Esta falta de sensibilidad no es solo matemática; es profundamente política. El Congreso intentó poner un freno a esta locura aprobando leyes de emergencia para darles un aumento del 7,2% —para tapar el agujero negro que dejó la inflación de enero de 2024— y actualizar el bono a 110.000 pesos indexados. ¿Qué hizo Milei? Metió un veto implacable para defender su caja a costa del hambre ajena, y sus aliados en Diputados se encargaron de blindar esa decisión. Para colmo, el golpe de gracia llegó en marzo de 2025, cuando el gobierno decidió no prorrogar la moratoria previsional. En un país con un mercado laboral históricamente precarizado, esto es una condena a muerte civil: hoy, 9 de cada 10 mujeres y 8 de cada 10 hombres en edad de retirarse no tienen los 30 años de aportes y quedan afuera del sistema.

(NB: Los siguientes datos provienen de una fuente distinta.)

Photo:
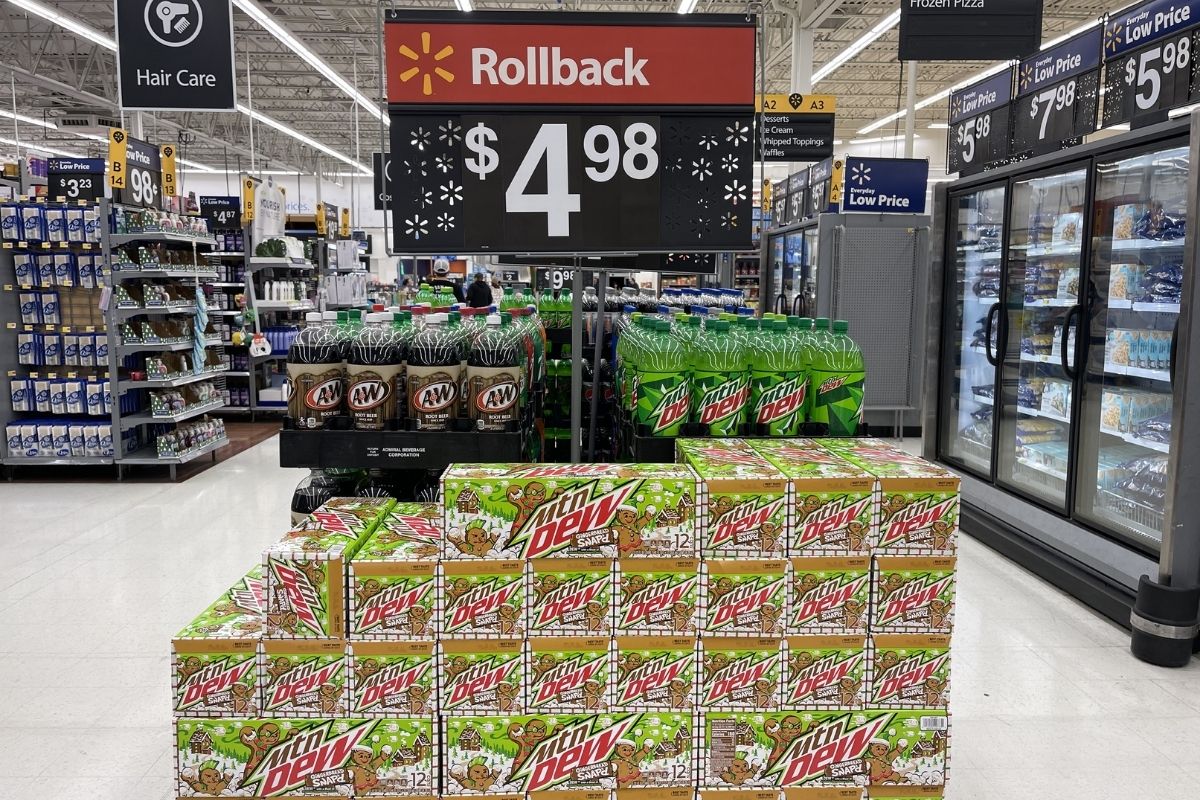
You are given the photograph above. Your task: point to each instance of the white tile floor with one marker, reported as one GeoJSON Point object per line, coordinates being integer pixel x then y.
{"type": "Point", "coordinates": [95, 579]}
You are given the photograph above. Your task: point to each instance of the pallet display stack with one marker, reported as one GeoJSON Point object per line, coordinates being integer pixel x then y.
{"type": "Point", "coordinates": [763, 615]}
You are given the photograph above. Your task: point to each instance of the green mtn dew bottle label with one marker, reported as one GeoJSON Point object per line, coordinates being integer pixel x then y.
{"type": "Point", "coordinates": [720, 384]}
{"type": "Point", "coordinates": [839, 379]}
{"type": "Point", "coordinates": [664, 395]}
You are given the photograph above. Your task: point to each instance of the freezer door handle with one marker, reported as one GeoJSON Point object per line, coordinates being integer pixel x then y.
{"type": "Point", "coordinates": [989, 324]}
{"type": "Point", "coordinates": [1073, 314]}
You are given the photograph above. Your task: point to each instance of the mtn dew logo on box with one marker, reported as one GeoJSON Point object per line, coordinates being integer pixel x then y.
{"type": "Point", "coordinates": [567, 751]}
{"type": "Point", "coordinates": [303, 758]}
{"type": "Point", "coordinates": [570, 510]}
{"type": "Point", "coordinates": [747, 498]}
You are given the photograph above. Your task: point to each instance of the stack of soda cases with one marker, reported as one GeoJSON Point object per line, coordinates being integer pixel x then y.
{"type": "Point", "coordinates": [264, 680]}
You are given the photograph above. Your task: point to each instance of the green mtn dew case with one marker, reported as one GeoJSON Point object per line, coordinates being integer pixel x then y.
{"type": "Point", "coordinates": [779, 382]}
{"type": "Point", "coordinates": [663, 391]}
{"type": "Point", "coordinates": [720, 386]}
{"type": "Point", "coordinates": [839, 377]}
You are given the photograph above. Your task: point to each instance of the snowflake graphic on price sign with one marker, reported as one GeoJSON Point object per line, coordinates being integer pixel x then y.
{"type": "Point", "coordinates": [593, 136]}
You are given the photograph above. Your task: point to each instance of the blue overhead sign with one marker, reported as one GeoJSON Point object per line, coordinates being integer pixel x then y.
{"type": "Point", "coordinates": [886, 185]}
{"type": "Point", "coordinates": [1072, 58]}
{"type": "Point", "coordinates": [1146, 23]}
{"type": "Point", "coordinates": [984, 96]}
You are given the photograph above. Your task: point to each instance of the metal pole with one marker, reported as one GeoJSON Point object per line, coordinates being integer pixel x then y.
{"type": "Point", "coordinates": [576, 360]}
{"type": "Point", "coordinates": [910, 120]}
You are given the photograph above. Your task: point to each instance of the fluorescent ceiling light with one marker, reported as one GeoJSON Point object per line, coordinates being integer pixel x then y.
{"type": "Point", "coordinates": [300, 137]}
{"type": "Point", "coordinates": [857, 46]}
{"type": "Point", "coordinates": [67, 22]}
{"type": "Point", "coordinates": [275, 29]}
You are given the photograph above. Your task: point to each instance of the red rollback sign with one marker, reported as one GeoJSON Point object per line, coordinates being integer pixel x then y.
{"type": "Point", "coordinates": [611, 61]}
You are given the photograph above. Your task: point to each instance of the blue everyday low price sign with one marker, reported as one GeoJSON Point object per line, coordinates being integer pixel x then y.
{"type": "Point", "coordinates": [886, 185]}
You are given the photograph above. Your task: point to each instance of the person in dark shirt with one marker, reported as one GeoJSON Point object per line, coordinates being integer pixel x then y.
{"type": "Point", "coordinates": [479, 294]}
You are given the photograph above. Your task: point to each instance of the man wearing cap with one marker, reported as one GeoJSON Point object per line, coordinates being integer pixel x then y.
{"type": "Point", "coordinates": [441, 272]}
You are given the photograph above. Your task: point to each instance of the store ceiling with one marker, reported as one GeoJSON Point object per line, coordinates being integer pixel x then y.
{"type": "Point", "coordinates": [58, 72]}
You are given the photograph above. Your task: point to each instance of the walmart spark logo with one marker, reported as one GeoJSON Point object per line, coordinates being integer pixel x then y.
{"type": "Point", "coordinates": [426, 73]}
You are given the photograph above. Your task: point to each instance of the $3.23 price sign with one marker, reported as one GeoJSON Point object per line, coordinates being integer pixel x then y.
{"type": "Point", "coordinates": [571, 182]}
{"type": "Point", "coordinates": [1155, 78]}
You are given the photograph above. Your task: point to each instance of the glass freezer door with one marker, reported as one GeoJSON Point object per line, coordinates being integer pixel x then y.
{"type": "Point", "coordinates": [1140, 220]}
{"type": "Point", "coordinates": [1042, 304]}
{"type": "Point", "coordinates": [973, 307]}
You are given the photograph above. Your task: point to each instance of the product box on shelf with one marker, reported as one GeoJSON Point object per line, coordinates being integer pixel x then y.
{"type": "Point", "coordinates": [481, 675]}
{"type": "Point", "coordinates": [829, 594]}
{"type": "Point", "coordinates": [655, 672]}
{"type": "Point", "coordinates": [825, 672]}
{"type": "Point", "coordinates": [306, 758]}
{"type": "Point", "coordinates": [499, 755]}
{"type": "Point", "coordinates": [910, 671]}
{"type": "Point", "coordinates": [303, 678]}
{"type": "Point", "coordinates": [658, 595]}
{"type": "Point", "coordinates": [483, 599]}
{"type": "Point", "coordinates": [832, 504]}
{"type": "Point", "coordinates": [391, 679]}
{"type": "Point", "coordinates": [569, 674]}
{"type": "Point", "coordinates": [305, 572]}
{"type": "Point", "coordinates": [739, 673]}
{"type": "Point", "coordinates": [744, 597]}
{"type": "Point", "coordinates": [570, 510]}
{"type": "Point", "coordinates": [747, 498]}
{"type": "Point", "coordinates": [570, 596]}
{"type": "Point", "coordinates": [912, 594]}
{"type": "Point", "coordinates": [826, 749]}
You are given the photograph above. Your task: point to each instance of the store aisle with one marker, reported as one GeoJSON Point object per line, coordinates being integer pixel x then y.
{"type": "Point", "coordinates": [96, 578]}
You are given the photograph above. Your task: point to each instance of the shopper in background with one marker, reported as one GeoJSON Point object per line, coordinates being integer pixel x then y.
{"type": "Point", "coordinates": [479, 294]}
{"type": "Point", "coordinates": [441, 278]}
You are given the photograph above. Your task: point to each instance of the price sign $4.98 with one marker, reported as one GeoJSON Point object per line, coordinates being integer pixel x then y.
{"type": "Point", "coordinates": [609, 151]}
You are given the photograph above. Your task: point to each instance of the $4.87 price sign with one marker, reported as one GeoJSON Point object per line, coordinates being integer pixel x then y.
{"type": "Point", "coordinates": [1151, 79]}
{"type": "Point", "coordinates": [533, 182]}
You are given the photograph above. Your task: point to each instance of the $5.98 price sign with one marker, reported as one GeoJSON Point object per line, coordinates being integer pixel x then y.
{"type": "Point", "coordinates": [534, 182]}
{"type": "Point", "coordinates": [1151, 79]}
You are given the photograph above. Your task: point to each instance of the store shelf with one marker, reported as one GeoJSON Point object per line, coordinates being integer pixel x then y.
{"type": "Point", "coordinates": [150, 455]}
{"type": "Point", "coordinates": [1138, 372]}
{"type": "Point", "coordinates": [126, 275]}
{"type": "Point", "coordinates": [171, 383]}
{"type": "Point", "coordinates": [1047, 415]}
{"type": "Point", "coordinates": [395, 449]}
{"type": "Point", "coordinates": [118, 240]}
{"type": "Point", "coordinates": [145, 417]}
{"type": "Point", "coordinates": [1146, 244]}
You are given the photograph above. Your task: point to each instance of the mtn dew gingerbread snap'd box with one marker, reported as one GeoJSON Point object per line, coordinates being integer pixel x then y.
{"type": "Point", "coordinates": [912, 594]}
{"type": "Point", "coordinates": [303, 678]}
{"type": "Point", "coordinates": [570, 596]}
{"type": "Point", "coordinates": [391, 679]}
{"type": "Point", "coordinates": [745, 494]}
{"type": "Point", "coordinates": [481, 677]}
{"type": "Point", "coordinates": [829, 594]}
{"type": "Point", "coordinates": [826, 749]}
{"type": "Point", "coordinates": [744, 597]}
{"type": "Point", "coordinates": [833, 501]}
{"type": "Point", "coordinates": [825, 672]}
{"type": "Point", "coordinates": [655, 672]}
{"type": "Point", "coordinates": [393, 600]}
{"type": "Point", "coordinates": [739, 673]}
{"type": "Point", "coordinates": [498, 755]}
{"type": "Point", "coordinates": [570, 510]}
{"type": "Point", "coordinates": [658, 595]}
{"type": "Point", "coordinates": [910, 671]}
{"type": "Point", "coordinates": [918, 501]}
{"type": "Point", "coordinates": [305, 758]}
{"type": "Point", "coordinates": [569, 674]}
{"type": "Point", "coordinates": [483, 599]}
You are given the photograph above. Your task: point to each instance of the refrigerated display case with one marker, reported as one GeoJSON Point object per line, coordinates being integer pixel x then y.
{"type": "Point", "coordinates": [1059, 299]}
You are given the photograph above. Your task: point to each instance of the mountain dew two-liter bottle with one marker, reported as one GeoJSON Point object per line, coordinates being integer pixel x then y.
{"type": "Point", "coordinates": [839, 378]}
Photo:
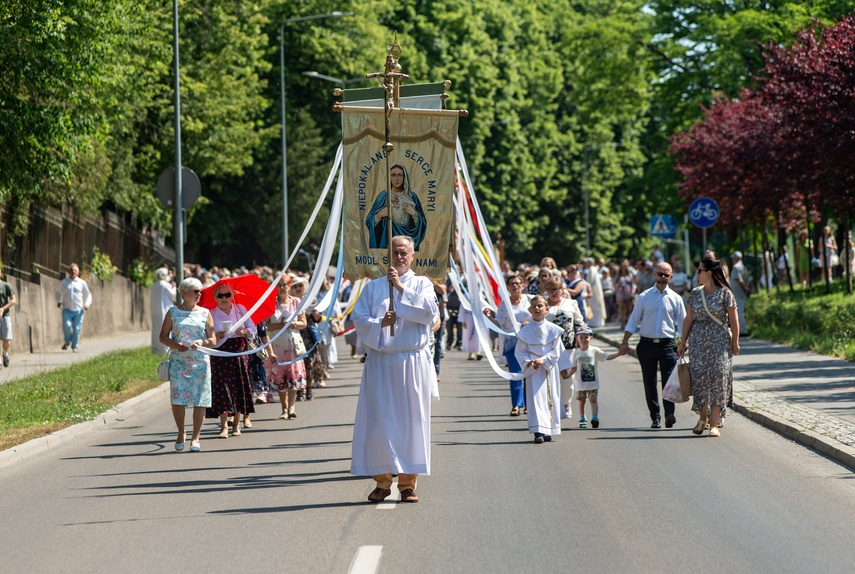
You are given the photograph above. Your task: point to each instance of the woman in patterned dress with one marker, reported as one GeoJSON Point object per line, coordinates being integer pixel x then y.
{"type": "Point", "coordinates": [287, 379]}
{"type": "Point", "coordinates": [185, 328]}
{"type": "Point", "coordinates": [711, 347]}
{"type": "Point", "coordinates": [231, 383]}
{"type": "Point", "coordinates": [565, 313]}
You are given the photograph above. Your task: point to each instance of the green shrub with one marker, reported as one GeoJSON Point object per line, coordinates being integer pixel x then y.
{"type": "Point", "coordinates": [808, 319]}
{"type": "Point", "coordinates": [140, 273]}
{"type": "Point", "coordinates": [101, 266]}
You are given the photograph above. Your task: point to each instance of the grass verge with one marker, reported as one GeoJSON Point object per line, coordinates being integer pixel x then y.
{"type": "Point", "coordinates": [808, 319]}
{"type": "Point", "coordinates": [40, 404]}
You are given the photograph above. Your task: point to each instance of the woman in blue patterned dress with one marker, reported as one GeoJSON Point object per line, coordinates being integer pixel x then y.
{"type": "Point", "coordinates": [709, 309]}
{"type": "Point", "coordinates": [185, 328]}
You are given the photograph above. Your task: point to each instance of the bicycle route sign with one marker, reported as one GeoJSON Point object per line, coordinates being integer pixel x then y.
{"type": "Point", "coordinates": [703, 212]}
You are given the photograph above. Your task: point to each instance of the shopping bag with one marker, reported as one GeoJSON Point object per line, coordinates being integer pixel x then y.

La única ventanilla que les queda es la PUAM, un invento que les paga un miserable 80% de la mínima, les estira la edad de jubilación a las mujeres hasta los 65 años y ni siquiera les permite dejarle una pensión a su pareja si fallecen. Lo que estamos viendo en la Argentina de hoy no es una crisis inevitable; es la decisión consciente de abandonar a una generación entera a la buena de Dios, demostrando quepara sostener los aplausos del mercado financiero, no hay ningún pudor en dejar a nuestros abuelos a la intemperie.